Bovey wants ministers to set up a unit to help Indigenous artists whose work is being reproduced without their knowledge track down and chase those who infringed their copyright, at least so they get paid.
Not only are Indigenous artists having their creations purloined, she says, but people buying Indigenous work in Canada and abroad may have little idea it may be fake or has been produced without the artist’s permission.
Bovey was shocked to find that some images on orange T-shirts made following the discovery of unmarked graves last year were reproduced without the artists’ knowledge by companies making a profit, not raising funds for Indigenous causes.
She warns buyers of Indigenous work to ask before they purchase where the work came from, whether it was made with the permission of the artist and whether the artist is being paid.
“This is a really serious issue,” she said. “It’s plagiarizing the work, it’s appropriating the work and both are wrong and the artists don’t have the resources to fight all this in the court.”
Helping Indigenous artists reclaim their copyright would be an example of “reconcili-action,” the senator added.
She wants an upcoming review of the Copyright Act by Heritage Minister Pablo Rodriguez and Minister of Innovation and Science Francois-Phillippe Champagne to include protections for Indigenous works, which she says are integral to Canada’s culture and history.
Not only should there be specific safeguards for artists but a mechanism to track down companies fabricating Indigenous works, or failing to pay artists’ royalties, including in China and eastern Europe, she said.
“We all have a responsibility for this. We need to find ways to support artists who are maligned that way to have legal funds,” she said.
Alex Wellstead, spokesman for Champagne, said the review of the Copyright Act would “further protect artists and creators and copyright holders.”
He said “Indigenous Peoples and artists will be consulted in the process.”
Current copyright law offers protection for Indigenous craftsmen and women, including Inuit sculptors and jewellers, but Bovey said the process is so complex and time-consuming to chase, few artists have the time to pursue it.
She also wants closer checks at borders and investigations of the provenance and destination of art in Canadian Indigenous styles, particularly made from wood that is not native to Canada.
Fake masks and Indigenous carvings have been openly sold to tourists in Vancouver as genuine, according to Lucinda Turner, an apprentice to Nisg’aa sculptor and totem pole carver Norman Tait.
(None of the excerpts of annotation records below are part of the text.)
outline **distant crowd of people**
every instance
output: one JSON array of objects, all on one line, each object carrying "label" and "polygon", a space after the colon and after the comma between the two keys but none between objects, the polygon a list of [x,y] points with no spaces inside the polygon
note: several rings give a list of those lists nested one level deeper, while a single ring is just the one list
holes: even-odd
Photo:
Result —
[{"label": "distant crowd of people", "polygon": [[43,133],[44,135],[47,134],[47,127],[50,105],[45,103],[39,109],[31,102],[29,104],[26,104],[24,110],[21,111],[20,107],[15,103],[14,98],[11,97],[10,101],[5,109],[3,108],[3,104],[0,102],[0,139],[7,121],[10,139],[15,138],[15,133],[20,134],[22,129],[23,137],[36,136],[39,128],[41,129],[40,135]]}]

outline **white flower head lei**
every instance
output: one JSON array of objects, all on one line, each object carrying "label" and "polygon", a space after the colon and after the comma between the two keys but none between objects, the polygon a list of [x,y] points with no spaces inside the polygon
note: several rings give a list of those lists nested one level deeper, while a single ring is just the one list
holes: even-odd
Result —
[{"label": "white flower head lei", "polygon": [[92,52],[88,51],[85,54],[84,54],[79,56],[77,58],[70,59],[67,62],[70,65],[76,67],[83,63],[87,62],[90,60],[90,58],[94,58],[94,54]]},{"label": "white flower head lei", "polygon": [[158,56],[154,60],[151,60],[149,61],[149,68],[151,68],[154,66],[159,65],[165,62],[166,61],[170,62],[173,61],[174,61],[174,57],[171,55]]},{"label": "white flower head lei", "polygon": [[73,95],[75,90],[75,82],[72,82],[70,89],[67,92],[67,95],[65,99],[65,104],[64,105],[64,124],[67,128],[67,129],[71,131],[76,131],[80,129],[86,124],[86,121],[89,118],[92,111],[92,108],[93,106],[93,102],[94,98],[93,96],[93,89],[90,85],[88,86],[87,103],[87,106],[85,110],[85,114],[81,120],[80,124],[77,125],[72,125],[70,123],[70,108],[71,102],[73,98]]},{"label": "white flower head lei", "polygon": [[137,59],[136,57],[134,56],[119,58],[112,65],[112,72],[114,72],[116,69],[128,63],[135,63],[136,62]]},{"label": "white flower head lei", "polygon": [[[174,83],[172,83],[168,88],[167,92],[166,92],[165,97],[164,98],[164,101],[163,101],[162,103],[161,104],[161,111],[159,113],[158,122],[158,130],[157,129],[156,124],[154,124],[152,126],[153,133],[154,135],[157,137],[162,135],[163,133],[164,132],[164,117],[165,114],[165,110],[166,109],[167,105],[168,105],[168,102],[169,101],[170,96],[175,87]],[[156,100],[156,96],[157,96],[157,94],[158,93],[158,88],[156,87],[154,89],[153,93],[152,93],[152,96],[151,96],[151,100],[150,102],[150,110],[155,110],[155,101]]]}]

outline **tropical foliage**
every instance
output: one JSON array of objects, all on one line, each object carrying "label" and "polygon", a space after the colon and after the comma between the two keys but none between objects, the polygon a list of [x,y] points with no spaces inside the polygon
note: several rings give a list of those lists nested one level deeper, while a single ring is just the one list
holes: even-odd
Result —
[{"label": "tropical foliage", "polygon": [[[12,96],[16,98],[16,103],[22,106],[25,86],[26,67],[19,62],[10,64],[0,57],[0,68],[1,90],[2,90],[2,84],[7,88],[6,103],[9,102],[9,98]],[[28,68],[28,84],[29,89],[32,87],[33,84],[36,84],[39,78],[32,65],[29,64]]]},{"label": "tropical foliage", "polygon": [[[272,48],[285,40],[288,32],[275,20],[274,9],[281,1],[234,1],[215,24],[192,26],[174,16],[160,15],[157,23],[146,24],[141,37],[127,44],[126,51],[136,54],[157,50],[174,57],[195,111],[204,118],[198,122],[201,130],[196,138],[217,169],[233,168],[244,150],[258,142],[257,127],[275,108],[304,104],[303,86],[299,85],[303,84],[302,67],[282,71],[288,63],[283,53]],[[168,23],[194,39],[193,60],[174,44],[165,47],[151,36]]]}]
Turner, who died this week, spent years listing, tracking and challenging fraudulent Indigenous works claiming to be authentic, and lectured on the subject.
Hunt said she had done much to draw attention to the illicit trade, and had helped many Indigenous artists claim their copyright.
In an open letter to the government last November Turner said over 1,000 appropriated images were removed after she and others wrote takedown letters supporting artists whose copyright had been breached.
In a lecture to the Burke Museum of Natural History and Culture in Seattle, she said a few copied carvings in mahogany were so authentic-looking that they have been hung in Canadian galleries.
Among the fakes she identified are reproductions of 19th-century carvings in major museums, such as a beaver rattle from the British Museum, and copies of works by contemporary northwest coast artists including acclaimed carver Bill Reid.
She lobbied the federal government for greater protection for Indigenous artists, calling for a law, as in the United States, with huge fines for selling Indigenous work that is not genuine.
The U.S. Indian Arts and Crafts Act criminalizes misrepresentation and copying of Indigenous art. There is also a fake art hotline south of the border to make reporting of unauthorized copies easy.
In the open letter to the federal government, she called for action to tackle misrepresentations on the online market.
Well-intentioned buyers trying to support the Orange Shirt movement had been duped into buying clothing that Indigenous people would gain nothing from — including the artists whose images had been used, she said.
The Missing and Murdered Indigenous Women and Girls movement was also exploited by money-making businesses making handbags, T-shirts with Indigenous images without the artists’ permission, she warned.
The internet has led to mass marketing of fraudulent, copied or stolen images of art and ceremonial artifacts by companies with no links to the Indigenous artists, she said.
Bovey, who says she plans to raise the issue again with ministers when the Senate returns from its summer break, said few people realize that Indigenous art on sale in Canadian stores could be made in China, eastern Europe and Taiwan.
“The buyers don’t know, the artists don’t have the means to monitor it and the predators are having a great time,” she said. “It’s theft of their iconography. It’s stealing people’s cultural heritage and it is both morally and legally wrong.”
The Canada Border Services Agency said there were currently “no import restrictions related to items that imitate Indigenous art.”